With April being Autism Awareness Month, it’s important to separate fact from fiction when it comes to understanding this health condition that in 2021 affected 1 in 44 children in the US based on 2018 data, according to the Centers for Disease Control and Prevention (CDC).
Understanding whether your child falls within the Autism Spectrum Disorder (ASD) is critically important, as it will help ensure that he or she gets the proper and appropriate care they need to live a healthier and more independent life.
However, being able to dismiss misinformation is equally important, because it can create undue stress and anxiety that in the long run may be detrimental to a child’s health and future.
“Having a better understanding of autism is beneficial to parents as it helps them avoid undue alarm,” said Dr. Ashley Zucker, a child, adolescent and adult psychiatrist with Kaiser Permanente Southern California.
“It’s important to know the facts because there’s a lot of misinformation that can cause unnecessary concern with great repercussions,” Zucker said.
One of the biggest misconceptions among some parents, according to the doctor, is that childhood vaccines — including COVID-19 shots — can cause a child to develop autism.
“Nothing can be further from the truth,” Zucker said. “There have been many studies that have debunked this belief. Childhood vaccines are safe and provide much needed protection against serious diseases for children, including COVID-19 for those who are eligible.”
Another false theory is that there’s an autism epidemic taking place across the USA. It’s true that there are more children being diagnosed with Autism, Zucker said. However, that’s partly because physicians and behavioral health professionals today have more tools to diagnose it.
“Because of advancement in medicine and behavioral health, we can now diagnose high-functioning children with ASD,” she explained.
“Not long ago, diagnoses of kids with intellectual disabilities were often missed. Today, we understand that those disabilities are often related to autism. Hence, we find there are more children being diagnosed with Autism, but there’s no epidemic.”
It’s also false that bad parents can cause autism among their children, Zucker said.

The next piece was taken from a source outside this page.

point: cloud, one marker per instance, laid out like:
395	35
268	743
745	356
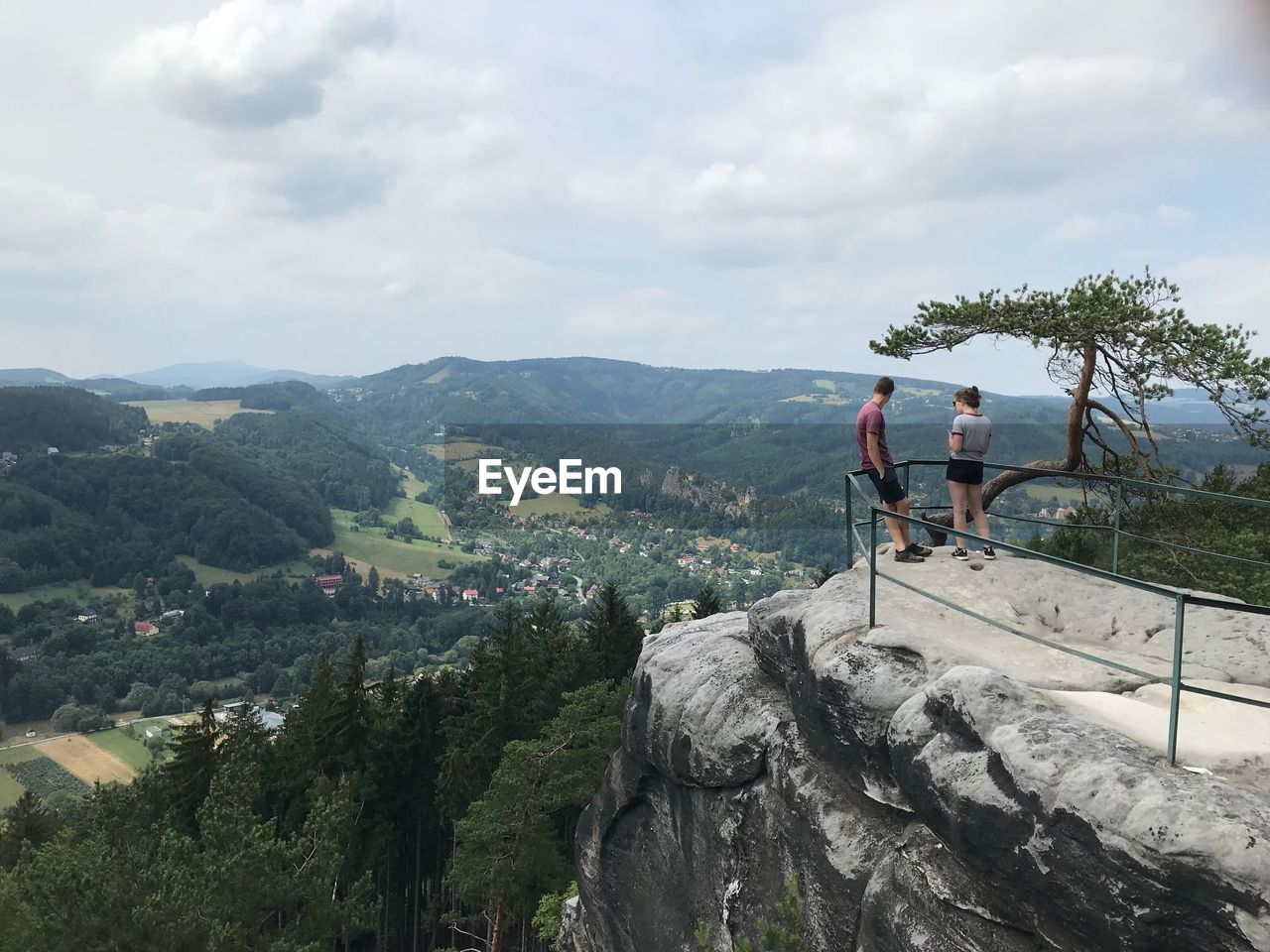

“That’s simply not true,” she stressed. “Autism is a neurodevelopmental disorder. Much remains for us to learn and understand about the causes and effects of Autism. But, we know that parents don’t cause it. The fact is that genetics play a major role in autism.”
If your child has been diagnosed with Autism, it’s important to know that they can still live productive and rewarding lives with proper behavioral and medical treatment, Zucker noted.
“The key to success is early diagnosis,” she said. “Kids who are diagnosed early and receive proper medical and behavioral health attention can have great outcomes and are often lifelong learners, just like any other person.”